Corey Fah Does Social Mobility by Isabel Waidner

Corey Fah Does Social Mobility is an experimental novel, very much in Waidner’s typical style, which explores writing, cultural capital and social mobility, trying to balance things in your life, reality TV, and an eight legged horror a bit like Bambi. Corey Fah has won a literary prize, but is unable to collect the trophy, because it keeps flying away. Corey’s partner Drew just wants to watch their usual favourite daytime TV show, but it turns out the host has links to the strange occurrences when Corey tries to get the trophy, and it seems that winning was only the start of Corey’s problems.
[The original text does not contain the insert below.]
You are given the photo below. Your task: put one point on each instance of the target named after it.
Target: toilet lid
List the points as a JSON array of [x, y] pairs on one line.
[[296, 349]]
I loved Waidner’s previous novels, We Are Made Of Diamond Stuff and Sterling Karat Gold, and I might’ve enjoyed this one even more, in which they manage to combine dreamlike, surreal happenings and a horror-style version of Bambi with a sharp attack on class and culture, borders and identities. The book also provides a sweet domestic love story at its heart and an exciting detour into an alternate history for Joe Orton, amongst other things. There’s so much stuff packed in, but there’s only a few main references to understand, making it accessible for a book that takes its source material so playfully. 

This is a book that is delightful to read, cutting yet funny, and also bittersweet, especially for anyone who has dreamed of achieving things that feel far too out of reach. The experimental and surreal style blends the political and domestic with so many little details that cut into the binaries and boundaries we encounter. I just love how Waidner’s books seem to enact a kind of non-binary poetics in which boundaries are there for disrupting and gender, like many other facets of identity, is there for people to do with what they will, in a revolutionary way. An exciting book, but also a strangely sweet story of trying to find your way even when the prize literally seems trapped by Kafkaesque rules.